46 Yazar bu pasajı “Yeremya’nın Mersiyeleri” nden özetlemiştir. Bk. Yeremya’nın Mersiyeleri, 1-5. bablar.

“Rabbin eli üzerime kondu. Ve Rab beni kemiklerle dolu bir ovanın ortasına götürdü. Bana: “Ey Ademoğlu bu kemikler dirilebilir mi?” dedi. Ben de: “Ya Rab Yehova, Sen bilirsin” cevabını verdim. Bana: “Bu kemiklere; ey kuru kemikler, Rabbin sözünü dinleyiniz diye söyle” dedi. Ben de böyle söyledim. Derhal bir gürültü işittim. Bir hareket meydana geldi. Sonra Rab bana: “Ey ruh dört yelden gel, bu ölüler üzerine üfle ki dirilsinler diye söyle” dedi. Böyle söyledim. Ruh onlara girdi. Onlar da dirilerek ayak üstü kalktılar. Kalabalık bir ordu oldu. Rab bana: “Ey Ademoğlu bu kemikler bütün İsrailoğullarıdır. Onlar, kemiklerimiz kurudu, ümidimiz kırıldı, biz mahvolduk diyorlar. Onlara de ki: “Rab Yehova şöyle buyuruyor: Ey kavmim ben kabirlerinizi açacağım, sizi oradan çıkaracağım, İsrail ülkesine götüreceğim.”47

İsrailoğulları peygamberleri hayatları boyunca kahinlerin ve pek çok kralın karşısında yer almışlar ve mabeddeki ayinleri çirkin bulmuşlardır. Ancak esaretten sonra Yahudiler onların eserlerine saygı göstererek hepsini Eski Ahid’e dahil ettiler. İşte Musevilik tüm bunların bir araya gelmesinin bir ürünüdür.
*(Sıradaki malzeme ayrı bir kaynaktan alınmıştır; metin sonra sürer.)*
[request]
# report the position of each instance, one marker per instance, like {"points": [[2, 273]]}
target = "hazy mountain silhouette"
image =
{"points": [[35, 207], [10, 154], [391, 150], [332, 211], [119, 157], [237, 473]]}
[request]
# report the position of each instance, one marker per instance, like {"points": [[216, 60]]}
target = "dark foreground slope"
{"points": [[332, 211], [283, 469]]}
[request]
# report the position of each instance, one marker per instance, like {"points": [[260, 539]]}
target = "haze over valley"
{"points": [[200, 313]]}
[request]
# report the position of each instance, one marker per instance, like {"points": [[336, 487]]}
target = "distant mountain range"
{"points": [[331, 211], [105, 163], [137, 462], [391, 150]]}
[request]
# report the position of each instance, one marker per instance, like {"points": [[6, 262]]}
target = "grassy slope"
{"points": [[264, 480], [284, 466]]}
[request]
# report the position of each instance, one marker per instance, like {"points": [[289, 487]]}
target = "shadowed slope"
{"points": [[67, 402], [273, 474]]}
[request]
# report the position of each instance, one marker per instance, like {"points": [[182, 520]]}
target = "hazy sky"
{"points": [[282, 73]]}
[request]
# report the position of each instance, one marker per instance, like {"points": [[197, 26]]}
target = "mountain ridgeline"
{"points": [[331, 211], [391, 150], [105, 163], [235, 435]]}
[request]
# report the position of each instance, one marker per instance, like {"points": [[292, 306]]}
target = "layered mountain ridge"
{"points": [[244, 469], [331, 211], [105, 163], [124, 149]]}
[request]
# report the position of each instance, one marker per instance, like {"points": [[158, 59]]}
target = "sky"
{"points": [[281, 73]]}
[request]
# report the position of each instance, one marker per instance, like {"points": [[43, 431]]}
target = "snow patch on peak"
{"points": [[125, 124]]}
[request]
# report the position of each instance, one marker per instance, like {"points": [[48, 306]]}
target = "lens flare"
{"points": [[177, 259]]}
Jewish People in Ali Rasadh’s “Ancient History”

ABSTRACT

In this article we have simplifid with some notes a part of Ali Rasad’s “Tarih-i Kadim” which is called “A Short Jewish History According to the Bible”. In this section Ali Rasad gives information about coming of Jews to Palestine with the Prophet Abraham; their emigration and establishment in Egypt in the time of the Prophet Joseph; their exodus from Egypt under the leadership of the Prophet Moses; and the successes of some Jewsih tribes in their fighting with non-Jewish in the time of Joshua who became the leader of Jewish after the death of Moses. In addition to these informations, the author also deals with the lifes of Jewish under twelve tribes in Palestine; the period of Judges and Kings; their division into two states scuh as Israel and Judah after the death of Solomon; their exile to Babil; and the various activities of Jewish Prophets in time of exile.